Vue d'ensemble
Crash Bandicoot 2: Cortex Strikes Back est arrivé en novembre 1997, marquant le retour de Naughty Dog après le succès de leur jeu de plateforme phare sur PlayStation. Ce nouvel opus s'est imposé comme une progression évidente à presque tous les niveaux. La boucle de gameplay reste familière : courir, tourbillonner, sauter et briser des caisses à travers des niveaux linéaires tout en partant à la recherche d'un cristal à la fin de chaque stage. Ce qui change, c'est l'envergure et la précision de l'exécution.
L'histoire propose un rebondissement bien ficelé. Le Dr. Neo Cortex, fraîchement vaincu et coincé sous terre, tombe sur un gisement de cristaux luminescents et se persuade qu'ils possèdent l'énergie nécessaire pour alimenter son Cortex Vortex reconstruit, une station spatiale conçue pour laver le cerveau de la planète entière.

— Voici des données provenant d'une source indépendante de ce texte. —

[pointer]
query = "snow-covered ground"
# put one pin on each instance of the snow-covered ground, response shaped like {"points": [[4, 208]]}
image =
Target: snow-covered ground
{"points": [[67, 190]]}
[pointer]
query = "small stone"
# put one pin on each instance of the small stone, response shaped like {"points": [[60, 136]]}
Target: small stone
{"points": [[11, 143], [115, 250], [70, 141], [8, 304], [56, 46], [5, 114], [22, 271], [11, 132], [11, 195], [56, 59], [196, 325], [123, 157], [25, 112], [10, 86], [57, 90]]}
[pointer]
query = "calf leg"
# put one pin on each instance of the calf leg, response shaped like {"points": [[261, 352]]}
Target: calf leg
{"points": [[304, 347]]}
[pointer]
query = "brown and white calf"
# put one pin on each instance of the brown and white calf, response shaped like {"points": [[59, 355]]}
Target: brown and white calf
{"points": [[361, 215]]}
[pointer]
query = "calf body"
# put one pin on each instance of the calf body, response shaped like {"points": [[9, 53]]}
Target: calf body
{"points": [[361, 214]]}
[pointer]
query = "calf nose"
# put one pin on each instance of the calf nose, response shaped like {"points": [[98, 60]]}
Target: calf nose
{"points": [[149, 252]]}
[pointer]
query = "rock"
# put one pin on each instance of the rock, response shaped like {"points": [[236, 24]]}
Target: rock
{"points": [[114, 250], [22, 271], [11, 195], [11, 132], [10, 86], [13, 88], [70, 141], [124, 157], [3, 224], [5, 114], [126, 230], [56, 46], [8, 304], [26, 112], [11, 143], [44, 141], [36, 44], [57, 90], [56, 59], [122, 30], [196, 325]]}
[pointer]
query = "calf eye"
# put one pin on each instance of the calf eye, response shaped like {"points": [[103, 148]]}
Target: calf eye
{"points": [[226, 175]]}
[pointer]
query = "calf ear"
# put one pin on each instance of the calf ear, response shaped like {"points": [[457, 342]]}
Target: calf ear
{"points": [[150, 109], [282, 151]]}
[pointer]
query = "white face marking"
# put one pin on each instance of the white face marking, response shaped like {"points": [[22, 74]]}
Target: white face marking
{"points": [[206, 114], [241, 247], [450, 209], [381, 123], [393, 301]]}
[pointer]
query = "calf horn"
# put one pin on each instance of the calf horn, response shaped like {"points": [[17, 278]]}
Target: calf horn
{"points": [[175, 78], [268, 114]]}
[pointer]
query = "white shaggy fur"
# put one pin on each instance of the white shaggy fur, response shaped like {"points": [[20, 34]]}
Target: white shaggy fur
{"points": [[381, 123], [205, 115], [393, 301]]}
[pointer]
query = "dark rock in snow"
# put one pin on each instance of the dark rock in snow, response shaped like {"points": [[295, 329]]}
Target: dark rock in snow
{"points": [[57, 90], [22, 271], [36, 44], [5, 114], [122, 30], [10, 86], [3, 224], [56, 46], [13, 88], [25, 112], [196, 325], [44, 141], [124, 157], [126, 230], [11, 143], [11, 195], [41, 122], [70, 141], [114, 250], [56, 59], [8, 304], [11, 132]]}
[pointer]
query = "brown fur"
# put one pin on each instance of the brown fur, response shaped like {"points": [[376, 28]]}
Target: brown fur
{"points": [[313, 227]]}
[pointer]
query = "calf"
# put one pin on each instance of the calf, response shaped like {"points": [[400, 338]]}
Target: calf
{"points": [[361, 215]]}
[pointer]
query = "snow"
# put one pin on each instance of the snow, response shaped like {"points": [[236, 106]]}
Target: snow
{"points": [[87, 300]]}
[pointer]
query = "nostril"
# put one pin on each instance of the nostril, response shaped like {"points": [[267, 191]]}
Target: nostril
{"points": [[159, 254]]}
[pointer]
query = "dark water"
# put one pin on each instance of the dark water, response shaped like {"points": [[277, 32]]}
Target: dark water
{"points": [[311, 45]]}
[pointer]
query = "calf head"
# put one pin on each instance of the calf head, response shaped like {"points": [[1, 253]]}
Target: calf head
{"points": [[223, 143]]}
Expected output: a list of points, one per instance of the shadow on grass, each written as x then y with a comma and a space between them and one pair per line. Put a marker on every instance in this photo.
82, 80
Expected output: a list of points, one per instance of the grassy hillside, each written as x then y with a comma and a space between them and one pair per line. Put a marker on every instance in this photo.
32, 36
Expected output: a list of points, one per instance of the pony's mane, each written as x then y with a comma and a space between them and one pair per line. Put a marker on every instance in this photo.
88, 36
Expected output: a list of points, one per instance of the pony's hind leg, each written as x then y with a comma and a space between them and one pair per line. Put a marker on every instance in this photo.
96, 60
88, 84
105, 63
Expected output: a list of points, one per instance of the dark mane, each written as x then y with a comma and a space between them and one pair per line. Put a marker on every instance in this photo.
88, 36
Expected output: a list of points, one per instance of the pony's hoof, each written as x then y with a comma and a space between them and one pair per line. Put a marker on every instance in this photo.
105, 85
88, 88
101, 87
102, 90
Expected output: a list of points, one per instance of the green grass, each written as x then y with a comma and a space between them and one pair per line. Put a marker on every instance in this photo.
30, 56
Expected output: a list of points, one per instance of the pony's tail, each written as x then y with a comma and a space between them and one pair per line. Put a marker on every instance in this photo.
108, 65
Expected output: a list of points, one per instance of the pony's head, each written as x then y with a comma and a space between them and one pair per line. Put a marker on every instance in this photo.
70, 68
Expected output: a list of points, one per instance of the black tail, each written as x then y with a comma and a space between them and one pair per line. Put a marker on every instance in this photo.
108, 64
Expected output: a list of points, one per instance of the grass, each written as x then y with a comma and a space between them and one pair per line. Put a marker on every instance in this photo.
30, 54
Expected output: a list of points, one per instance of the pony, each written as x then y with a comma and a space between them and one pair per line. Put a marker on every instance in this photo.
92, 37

N'ayant plus de sbires à sa disposition, il manipule Crash pour qu'il collecte 25 cristaux répartis dans cinq Warp Rooms, chacune servant de hub reliant cinq niveaux. Coco, la sœur de Crash, et le machiavélique Dr. N. Gin apportent de la profondeur au scénario, bien que le gameplay reste le véritable attrait.
La structure des Warp Rooms confère au jeu une progression limpide. Chaque hub contient cinq niveaux, et pour terminer un stage, il faut récupérer son cristal et atteindre la sortie. Simple sur le papier, exigeant dans la pratique.

Gameplay et mécaniques
La panoplie de mouvements de Crash s'étoffe considérablement par rapport au premier jeu. L'écrasement au sol et l'attaque glissée offrent de nouvelles façons d'affronter les ennemis et de briser des caisses, tandis que la capacité de ramper permet à Crash de se faufiler dans des passages étroits qui l'auraient bloqué auparavant. Ces ajouts semblent réfléchis plutôt que superflus.
Mécaniques clés dans Cortex Strikes Back :
- La collecte de cristaux comme objectif principal
- Le bris de caisses pour obtenir des bonus et des gemmes cachées
- L'écrasement au sol et l'attaque glissée pour le combat et l'exploration
- Les Warp Rooms servant de hubs reliant cinq mondes thématiques
- Des chemins menant à des gemmes cachées récompensant une exploration minutieuse

La variété des niveaux maintient un rythme soutenu. Crash chevauche des ours polaires, utilise des jetpacks, nage dans des niveaux sous-marins et évite des pièges lors de séquences de poursuite à haute vitesse. Chacun des 25 stages introduit une nouveauté sans jamais lasser, un tour de force plus difficile à réaliser qu'il n'y paraît.
Monde et univers
Les cinq Warp Rooms possèdent chacune une identité visuelle distincte, alternant entre jungles, champs enneigés, cavernes sous-marines, installations industrielles et environnements spatiaux. Naughty Dog a poussé le matériel de la PlayStation dans ses retranchements, et les niveaux restent étonnamment expressifs pour l'époque.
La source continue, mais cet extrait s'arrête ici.